The radiation safety officer (RSO) was showing a new employee the nuclear gauges when they noticed that a gauge was missing a handle. The handle opens and closes the shutter. The RSO believes the shutter may be stuck in the open position. The gauge was manufactured by Burthold in 1995 with model number 7440 and serial number 2964 containing 50 millicuries of Cs-137. There is no additional exposure to plant personnel or the public due to the position of the shutter. Burthold has been contacted for maintenance.


Agreement State
Event Number: 57067
Rep Org: Louisiana Radiation Protection Div
Licensee: Roke Technologies USA, Inc.
Region: 4
City: Opelousas Field   State: LA
County:
License #: OK-32238-01
Agreement: Y
Docket:
NRC Notified By: Russell Clark
HQ OPS Officer: Ian Howard
Notification Date: 04/04/2024
Notification Time: 19:25 [ET]
Event Date: 04/04/2024
Event Time: 14:00 [CDT]
Last Update Date: 04/04/2024
Emergency Class: Non Emergency
10 CFR Section:
Agreement State
Person (Organization):
Deese, Rick (R4DO)
NMSS_EVENTS_NOTIFICATION (EMAIL)
Event Text
AGREEMENT STATE REPORT - STUCK WELL LOGGING SOURCE

The following information was provided by the Louisiana Radiation Protection Division (the Division) via email:

"On April 4, 2024 at approximately 1619 CDT, the president and radiation safety officer (RSO) of Roke Technologies USA, Inc. [was] working under Louisiana reciprocity when they reported to the Division that at approximately 1400 CDT, two QSA Global 3.0 Ci well logging sources of Americium-241:Be (Model AMN.CY3) contained in the licensee's custom made proprietary logging tool became stuck in tubing at a depth of approximately 1,965 feet. The well, Ronald Richard et ux No. 1, is in Opelousas Field, St. Landry Parish, Louisiana. The E-line holding the logging tool, rated at 3,150 lbs., pulled out of the rope socket on the logging head after the subcontractor logging crew, Verde Services, LLC (Verde) of Laurel, MS, attempted to pull out the tool. The licensee's plan is to meet Verde's braided line truck that is arriving on site at 0800 CDT on April 5, 2024. The braided line is much stronger than the E-line and this truck has a greater pulling strength than the E-line truck. The licensee has high confidence that they will be able to recover the tool as they are also equipped with a fishing neck for the 1-11/16-inch tool which faces upward inside the 2-3/8-inch tubing. The RSO is remaining on site until the tool and sources are recovered.

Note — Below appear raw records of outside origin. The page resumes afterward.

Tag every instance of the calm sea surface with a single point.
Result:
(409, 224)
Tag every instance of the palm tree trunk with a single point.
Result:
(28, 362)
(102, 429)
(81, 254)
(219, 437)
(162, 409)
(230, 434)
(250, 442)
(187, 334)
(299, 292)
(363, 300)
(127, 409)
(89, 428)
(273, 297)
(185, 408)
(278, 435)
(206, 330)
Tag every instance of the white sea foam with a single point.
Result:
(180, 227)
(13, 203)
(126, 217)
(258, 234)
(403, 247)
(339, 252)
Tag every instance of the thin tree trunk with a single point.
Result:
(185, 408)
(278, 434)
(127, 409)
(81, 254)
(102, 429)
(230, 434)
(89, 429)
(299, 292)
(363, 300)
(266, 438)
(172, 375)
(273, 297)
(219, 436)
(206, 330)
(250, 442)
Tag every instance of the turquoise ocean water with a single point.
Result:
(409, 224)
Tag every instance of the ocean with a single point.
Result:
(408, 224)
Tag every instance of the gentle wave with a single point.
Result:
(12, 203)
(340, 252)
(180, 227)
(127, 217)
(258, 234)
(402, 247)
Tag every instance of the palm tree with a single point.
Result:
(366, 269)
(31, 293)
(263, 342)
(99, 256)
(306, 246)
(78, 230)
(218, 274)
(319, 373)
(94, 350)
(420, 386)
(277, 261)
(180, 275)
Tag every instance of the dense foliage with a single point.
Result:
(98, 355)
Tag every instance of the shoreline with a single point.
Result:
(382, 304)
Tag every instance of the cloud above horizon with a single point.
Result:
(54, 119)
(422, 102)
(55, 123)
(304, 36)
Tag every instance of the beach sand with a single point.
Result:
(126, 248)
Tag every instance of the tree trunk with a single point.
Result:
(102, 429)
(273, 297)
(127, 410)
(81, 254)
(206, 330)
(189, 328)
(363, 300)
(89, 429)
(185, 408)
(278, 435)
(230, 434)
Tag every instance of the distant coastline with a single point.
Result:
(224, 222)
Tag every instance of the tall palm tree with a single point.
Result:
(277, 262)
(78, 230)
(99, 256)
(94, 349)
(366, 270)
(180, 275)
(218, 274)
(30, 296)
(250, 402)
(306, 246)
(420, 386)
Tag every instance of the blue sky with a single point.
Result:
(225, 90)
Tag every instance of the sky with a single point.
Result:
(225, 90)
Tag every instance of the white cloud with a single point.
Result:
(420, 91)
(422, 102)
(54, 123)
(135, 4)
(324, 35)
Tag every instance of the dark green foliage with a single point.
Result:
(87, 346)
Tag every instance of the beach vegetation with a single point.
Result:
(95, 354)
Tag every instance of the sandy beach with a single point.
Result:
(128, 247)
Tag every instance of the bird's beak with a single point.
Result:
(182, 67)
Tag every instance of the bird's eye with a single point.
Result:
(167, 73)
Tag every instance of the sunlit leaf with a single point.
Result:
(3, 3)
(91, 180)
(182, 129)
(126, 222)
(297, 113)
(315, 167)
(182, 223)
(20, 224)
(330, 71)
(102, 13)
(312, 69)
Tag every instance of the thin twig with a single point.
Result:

The RSO will follow up with a status report tomorrow morning."


Power Reactor
Event Number: 57070
Facility: Browns Ferry
Region: 2     State: AL
Unit: [1] [2] [3]
RX Type: [1] GE-4,[2] GE-4,[3] GE-4
NRC Notified By: Mayden Hogsed
HQ OPS Officer: Rodney Clagg
Notification Date: 04/10/2024
Notification Time: 11:23 [ET]
Event Date: 04/09/2024
Event Time: 14:09 [CDT]
Last Update Date: 04/10/2024
Emergency Class: Non Emergency
10 CFR Section:
26.719 - Fitness For Duty
Person (Organization):
Miller, Mark (R2DO)
FFD Group, (EMAIL)
Power Reactor Unit Info
Unit SCRAM Code RX Crit Initial PWR Initial RX Mode Current PWR Current RX Mode
1 N Y 100 Power Operation 100 Power Operation
2 N Y 100 Power Operation 100 Power Operation
3 N Y 100 Power Operation 100 Power Operation
Event Text
FITNESS FOR DUTY

The following information was provided by the licensee via email and phone call:

"A non-licensed employee supervisor had a confirmed positive during a random fitness-for-duty test. The employee's access to the plant has been terminated.

"The NRC Senior Resident Inspector has been notified."